Insurance

BI claims do not pose systemic risk for South African insurers

By Anoop Khanna

South Africa’s Prudential Authority does not expect business interruption claims linked to the pandemic to pose any major systemic risk to the country’s insurance industry.

According to a report by Blomberg, the matter is a market-conduct issue, which the Financial Sector Conduct Authority (FSCA) of South Africa oversees.

At this stage, we are not of the view that the business interruption insurance issue has systemic implications for the industry,” Prudential Authority told Bloomberg.

The regulator is in talks with the FSCA and insurance companies on claims from policyholders who incurred losses when they were forced to close because of a national lockdown to curb the coronavirus.

South African insurers are rejecting claims saying pay-outs are only triggered by physical events at a company’s premises.

FSCA in a press release on 9 July 2020 had expressed concern about some insurers deliberately avoiding paying business interruption claims where no grounds exist to do so. It had said “The national lockdown cannot be used by any insurer as grounds to reject a claim.”

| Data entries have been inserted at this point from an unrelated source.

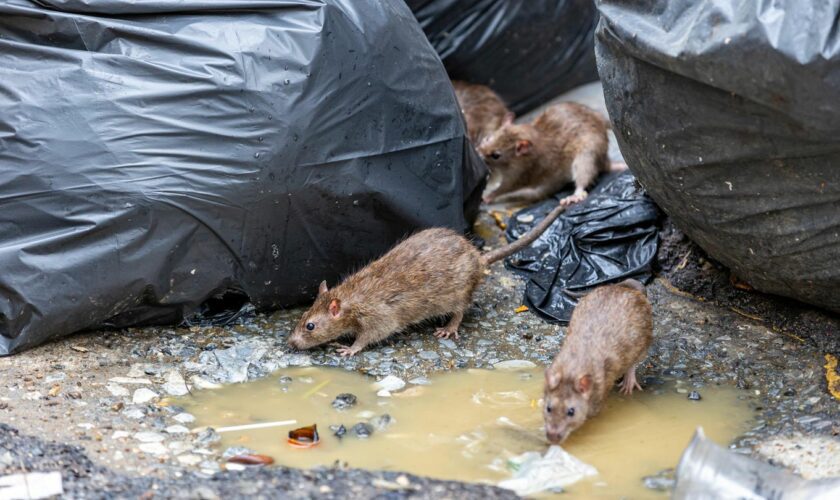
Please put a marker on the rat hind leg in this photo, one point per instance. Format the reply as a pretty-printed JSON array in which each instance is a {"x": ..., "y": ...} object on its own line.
[{"x": 451, "y": 327}]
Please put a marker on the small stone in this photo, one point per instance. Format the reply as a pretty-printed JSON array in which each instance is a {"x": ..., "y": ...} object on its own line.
[
  {"x": 362, "y": 430},
  {"x": 33, "y": 396},
  {"x": 134, "y": 413},
  {"x": 117, "y": 390},
  {"x": 207, "y": 437},
  {"x": 189, "y": 459},
  {"x": 143, "y": 395},
  {"x": 153, "y": 448},
  {"x": 344, "y": 401},
  {"x": 184, "y": 418},
  {"x": 149, "y": 437},
  {"x": 130, "y": 380},
  {"x": 449, "y": 344},
  {"x": 175, "y": 384},
  {"x": 237, "y": 450},
  {"x": 383, "y": 421}
]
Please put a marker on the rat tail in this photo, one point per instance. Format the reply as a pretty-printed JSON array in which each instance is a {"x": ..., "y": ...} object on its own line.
[{"x": 525, "y": 240}]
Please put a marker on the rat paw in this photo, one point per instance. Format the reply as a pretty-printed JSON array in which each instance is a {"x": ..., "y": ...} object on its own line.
[
  {"x": 574, "y": 198},
  {"x": 347, "y": 351},
  {"x": 446, "y": 332}
]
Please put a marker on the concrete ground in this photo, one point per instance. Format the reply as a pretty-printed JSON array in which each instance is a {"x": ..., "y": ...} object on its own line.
[{"x": 101, "y": 391}]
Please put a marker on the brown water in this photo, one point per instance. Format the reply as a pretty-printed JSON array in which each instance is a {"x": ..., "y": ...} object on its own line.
[{"x": 466, "y": 424}]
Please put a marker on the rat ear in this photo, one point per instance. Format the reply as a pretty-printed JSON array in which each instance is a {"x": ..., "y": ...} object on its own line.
[
  {"x": 584, "y": 384},
  {"x": 552, "y": 380},
  {"x": 335, "y": 308}
]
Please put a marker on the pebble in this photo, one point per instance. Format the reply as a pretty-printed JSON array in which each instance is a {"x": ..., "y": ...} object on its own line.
[
  {"x": 117, "y": 390},
  {"x": 184, "y": 418},
  {"x": 383, "y": 421},
  {"x": 149, "y": 437},
  {"x": 153, "y": 448},
  {"x": 362, "y": 430},
  {"x": 449, "y": 344},
  {"x": 135, "y": 413},
  {"x": 175, "y": 384},
  {"x": 143, "y": 395},
  {"x": 189, "y": 459},
  {"x": 344, "y": 401},
  {"x": 130, "y": 380}
]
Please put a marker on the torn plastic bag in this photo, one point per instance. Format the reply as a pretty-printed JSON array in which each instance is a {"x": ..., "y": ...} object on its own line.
[
  {"x": 708, "y": 471},
  {"x": 154, "y": 155},
  {"x": 527, "y": 51},
  {"x": 728, "y": 112},
  {"x": 609, "y": 237}
]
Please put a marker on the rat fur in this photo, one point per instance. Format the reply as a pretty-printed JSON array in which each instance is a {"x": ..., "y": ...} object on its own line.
[
  {"x": 431, "y": 274},
  {"x": 484, "y": 111},
  {"x": 566, "y": 143},
  {"x": 610, "y": 332}
]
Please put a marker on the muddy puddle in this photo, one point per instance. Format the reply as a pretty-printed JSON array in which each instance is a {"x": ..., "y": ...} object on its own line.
[{"x": 466, "y": 425}]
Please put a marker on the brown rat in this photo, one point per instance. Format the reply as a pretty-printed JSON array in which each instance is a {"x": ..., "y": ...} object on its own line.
[
  {"x": 433, "y": 273},
  {"x": 483, "y": 109},
  {"x": 566, "y": 143},
  {"x": 610, "y": 332}
]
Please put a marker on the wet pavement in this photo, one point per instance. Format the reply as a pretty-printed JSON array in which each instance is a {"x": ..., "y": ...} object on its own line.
[{"x": 108, "y": 393}]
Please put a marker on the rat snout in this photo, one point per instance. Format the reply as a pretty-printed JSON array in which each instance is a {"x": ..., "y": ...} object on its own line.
[{"x": 554, "y": 434}]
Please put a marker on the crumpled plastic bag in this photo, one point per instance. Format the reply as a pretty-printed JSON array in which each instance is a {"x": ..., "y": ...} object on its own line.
[
  {"x": 534, "y": 472},
  {"x": 609, "y": 237}
]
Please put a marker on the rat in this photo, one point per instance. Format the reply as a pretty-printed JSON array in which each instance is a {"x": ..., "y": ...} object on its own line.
[
  {"x": 610, "y": 332},
  {"x": 567, "y": 143},
  {"x": 432, "y": 273},
  {"x": 484, "y": 111}
]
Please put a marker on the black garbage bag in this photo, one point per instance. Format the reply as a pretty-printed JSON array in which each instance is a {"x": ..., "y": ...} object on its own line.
[
  {"x": 527, "y": 51},
  {"x": 154, "y": 155},
  {"x": 607, "y": 238},
  {"x": 728, "y": 112}
]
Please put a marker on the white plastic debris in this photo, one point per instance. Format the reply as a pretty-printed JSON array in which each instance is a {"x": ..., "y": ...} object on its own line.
[
  {"x": 390, "y": 383},
  {"x": 144, "y": 396},
  {"x": 533, "y": 473},
  {"x": 514, "y": 364},
  {"x": 117, "y": 390},
  {"x": 175, "y": 384},
  {"x": 30, "y": 486}
]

It has asked the industry to stop broadly rejecting claims related to COVID-19 lockdown from businesses, after a Cape Town court ruled against one local insurer.

In the UK, some insurers are starting to acknowledge that payments may be unavoidable. If a High Court hearing on policy wording goes against insurers, “it will have far-reaching consequences for losses, capital and valuations,” in the country, Bloomberg Intelligence credit analysts Arun Kumar and Zheli Zhang said in a note.

South Africa’s Prudential Authority last month suspended the issuance of new insurance licenses for six months because of the pandemic.